Stress is always there! Knowing how to better manage it is the goal,thanks for sharing what God taught you!
I have daily stress with my job and whether or not I should leave it. I have stress among family relationships and I have stress with health issues that we are trying to get in remission.
My stress is self-induced becuz I spread myself too thin and get involved in too many things outside the home….then my family suffers!
Stress is everywhere. Just try to remember to give it to God.
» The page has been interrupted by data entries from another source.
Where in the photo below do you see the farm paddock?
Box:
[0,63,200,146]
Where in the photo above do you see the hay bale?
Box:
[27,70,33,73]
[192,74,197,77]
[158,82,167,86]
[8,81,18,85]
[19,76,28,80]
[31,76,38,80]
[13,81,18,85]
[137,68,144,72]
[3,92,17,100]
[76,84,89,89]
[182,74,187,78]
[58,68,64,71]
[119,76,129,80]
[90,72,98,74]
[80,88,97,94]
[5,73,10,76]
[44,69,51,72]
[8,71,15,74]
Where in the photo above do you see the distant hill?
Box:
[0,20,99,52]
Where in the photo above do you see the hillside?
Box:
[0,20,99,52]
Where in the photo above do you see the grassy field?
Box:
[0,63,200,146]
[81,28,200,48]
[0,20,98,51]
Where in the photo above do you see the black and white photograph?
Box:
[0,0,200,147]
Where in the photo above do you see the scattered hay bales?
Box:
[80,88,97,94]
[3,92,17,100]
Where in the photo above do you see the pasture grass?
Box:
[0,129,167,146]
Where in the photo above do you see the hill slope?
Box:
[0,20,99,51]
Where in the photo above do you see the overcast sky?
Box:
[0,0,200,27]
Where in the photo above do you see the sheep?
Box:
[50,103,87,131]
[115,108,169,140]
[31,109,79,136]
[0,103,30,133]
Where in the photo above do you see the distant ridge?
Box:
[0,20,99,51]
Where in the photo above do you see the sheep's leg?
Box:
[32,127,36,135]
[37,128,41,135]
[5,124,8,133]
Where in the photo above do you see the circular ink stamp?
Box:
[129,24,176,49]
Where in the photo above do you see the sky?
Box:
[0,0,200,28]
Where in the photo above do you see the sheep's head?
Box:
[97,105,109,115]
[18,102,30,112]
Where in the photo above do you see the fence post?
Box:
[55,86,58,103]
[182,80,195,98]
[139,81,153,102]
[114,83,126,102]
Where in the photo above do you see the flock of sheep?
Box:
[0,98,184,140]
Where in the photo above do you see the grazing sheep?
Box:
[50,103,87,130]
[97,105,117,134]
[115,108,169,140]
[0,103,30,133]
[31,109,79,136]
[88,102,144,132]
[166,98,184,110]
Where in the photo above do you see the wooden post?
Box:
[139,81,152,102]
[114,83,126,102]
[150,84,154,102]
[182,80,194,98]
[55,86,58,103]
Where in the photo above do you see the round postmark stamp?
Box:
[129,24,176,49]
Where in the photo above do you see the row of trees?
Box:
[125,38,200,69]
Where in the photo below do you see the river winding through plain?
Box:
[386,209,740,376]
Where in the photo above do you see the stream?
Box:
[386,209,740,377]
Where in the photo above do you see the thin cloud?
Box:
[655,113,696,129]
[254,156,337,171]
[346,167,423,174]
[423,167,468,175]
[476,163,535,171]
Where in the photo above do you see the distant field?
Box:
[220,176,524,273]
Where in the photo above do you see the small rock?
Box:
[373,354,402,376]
I quit my job in August because of stress. I simply couldn’t deal with the pressures of working for an atheist anymore and his snide comments all the time. My work schedule was changing and I had to make a decision between being involved in church or working. Since quitting, I have a different type of stress. I am adjusting to being at home, and to not making any money. I am also relearning how to spend more time with the Lord and am slowly growing closer to Him. God is faithful and I know he directed me to quit my job. I look forward to reading your book.